Oh god why won't it go away? And I barely knew Marco. "That's not true."

"Jasmine," Tim said, pulling out that Tone of Condescension from somewhere in his diaphragm. "Why would Marco Chan lie to me about something like that?"

"I don't know!" I yelled back. I knew that this was when I should have come clean and let my boyfriend of three years know the truth, but...it wasn't worth it. I couldn't be bothered. "I'm just sick of having to explain this. He's not my ex. He was never my boyfriend. And if you want to believe this guy and not me, then I don't want to see you anymore."

That was a tough request and I knew it. Because that lie? It could be verified by dozens of people from college. The truth? Only Zack and I—and maybe our closest high school friends—knew this, and Tim was not going to take our word for it.

But I think I wanted to push him that far. I was done with him.

The fight started because I received a text message from Zack. He asked if I wanted a ride to work the next morning.

"Sure," I texted back.

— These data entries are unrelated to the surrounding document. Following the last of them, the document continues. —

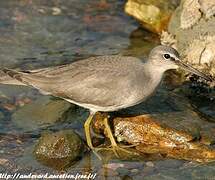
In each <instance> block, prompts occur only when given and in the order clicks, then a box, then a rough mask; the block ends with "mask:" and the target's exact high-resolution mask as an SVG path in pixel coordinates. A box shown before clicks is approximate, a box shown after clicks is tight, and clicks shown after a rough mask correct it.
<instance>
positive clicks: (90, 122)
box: [84, 112, 102, 160]
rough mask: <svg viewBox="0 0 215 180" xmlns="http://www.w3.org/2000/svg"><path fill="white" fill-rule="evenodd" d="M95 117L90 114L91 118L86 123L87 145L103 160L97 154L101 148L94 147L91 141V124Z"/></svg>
mask: <svg viewBox="0 0 215 180" xmlns="http://www.w3.org/2000/svg"><path fill="white" fill-rule="evenodd" d="M94 115H95V113H91V112H90V115H89V117H88V118H87V120H86V121H85V123H84V130H85V135H86V140H87V145H88V146H89V148H90V149H91V150H92V151H93V152H94V154H95V155H96V156H97V157H98V158H99V159H100V160H101V159H102V158H101V157H100V156H99V154H98V153H97V151H98V150H99V148H95V147H93V143H92V140H91V134H90V124H91V122H92V120H93V117H94Z"/></svg>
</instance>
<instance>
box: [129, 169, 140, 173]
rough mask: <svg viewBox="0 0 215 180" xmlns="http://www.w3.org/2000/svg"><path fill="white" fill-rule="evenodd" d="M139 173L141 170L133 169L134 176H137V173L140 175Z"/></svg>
mask: <svg viewBox="0 0 215 180" xmlns="http://www.w3.org/2000/svg"><path fill="white" fill-rule="evenodd" d="M138 172H139V169H132V170H131V173H133V174H136V173H138Z"/></svg>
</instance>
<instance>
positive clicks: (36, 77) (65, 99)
mask: <svg viewBox="0 0 215 180" xmlns="http://www.w3.org/2000/svg"><path fill="white" fill-rule="evenodd" d="M178 67H181V68H183V69H185V70H187V71H189V72H192V73H194V74H196V75H198V76H200V77H202V78H204V79H206V80H211V78H210V77H209V76H207V75H205V74H203V73H202V72H200V71H198V70H197V69H194V68H193V67H192V66H190V65H187V64H185V63H184V62H182V61H181V60H180V58H179V54H178V52H177V51H176V50H175V49H173V48H171V47H168V46H162V45H160V46H157V47H155V48H154V49H152V50H151V52H150V54H149V57H148V59H147V60H145V61H143V60H141V59H138V58H135V57H129V56H119V55H110V56H98V57H91V58H88V59H84V60H80V61H76V62H74V63H71V64H68V65H62V66H57V67H49V68H43V69H38V70H33V71H23V72H22V71H20V72H18V71H15V70H11V69H6V68H5V69H3V71H4V73H6V74H7V75H9V76H10V78H11V77H12V78H14V79H16V81H17V82H18V83H19V84H20V82H21V83H23V84H25V85H29V86H32V87H34V88H36V89H39V90H41V91H43V92H45V93H46V94H50V95H53V96H56V97H60V98H62V99H65V100H66V101H68V102H70V103H74V104H77V105H79V106H82V107H84V108H87V109H89V110H90V115H89V117H88V119H87V120H86V122H85V124H84V128H85V134H86V141H87V144H88V146H89V147H90V148H91V149H92V150H94V151H97V150H98V149H97V148H96V147H94V146H93V144H92V140H91V133H90V124H91V121H92V119H93V116H94V114H95V113H96V112H98V111H100V112H111V111H117V110H120V109H123V108H127V107H130V106H134V105H136V104H139V103H141V102H143V101H144V100H146V99H147V98H148V97H150V96H151V95H152V93H153V92H154V91H155V90H156V89H157V87H158V85H159V84H160V82H161V80H162V77H163V74H164V72H165V71H167V70H169V69H177V68H178ZM107 119H108V118H105V119H104V124H105V128H106V131H107V134H108V137H109V139H110V142H111V149H112V150H113V151H114V153H116V154H117V152H118V150H125V149H123V148H122V147H120V146H119V145H117V143H116V141H115V139H114V136H113V134H112V132H111V129H110V127H109V125H108V120H107Z"/></svg>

I made the mistake of mentioning this to Tim, which unfortunately revived the argument we kept having about Zack and the amount of time he spent with me. Which was almost zero, by the third year of my relationship with Tim, not that he noticed. Between the new job, dates with Tim and everything else, I hadn't seen Zack that much.

Rather than drop me off at home and then leave, Tim decided that he wanted to stick around for a few hours and "reason" with me. I couldn't believe that I ever found this overbearing jerk attractive.

It was like our prior two breakups, which pretty much dissolved after hours of listening to him. But this time I didn't cave. I could feel in my bones that this breakup would stick. I felt relief was about to come.

He finally left the house past midnight, and I spent the early hours of the morning ignoring his calls. I did not look good at six-thirty AM, when Zack dropped by to pick me up.

"What happened?" He probably thought I was sick with something.

Despite the dark circles under my eyes, my fatigue from lack of sleep, and the rumbling in my stomach from skipping breakfast, I smiled. I snapped on the seat belt and said dramatically, "I broke up with Tim. Again."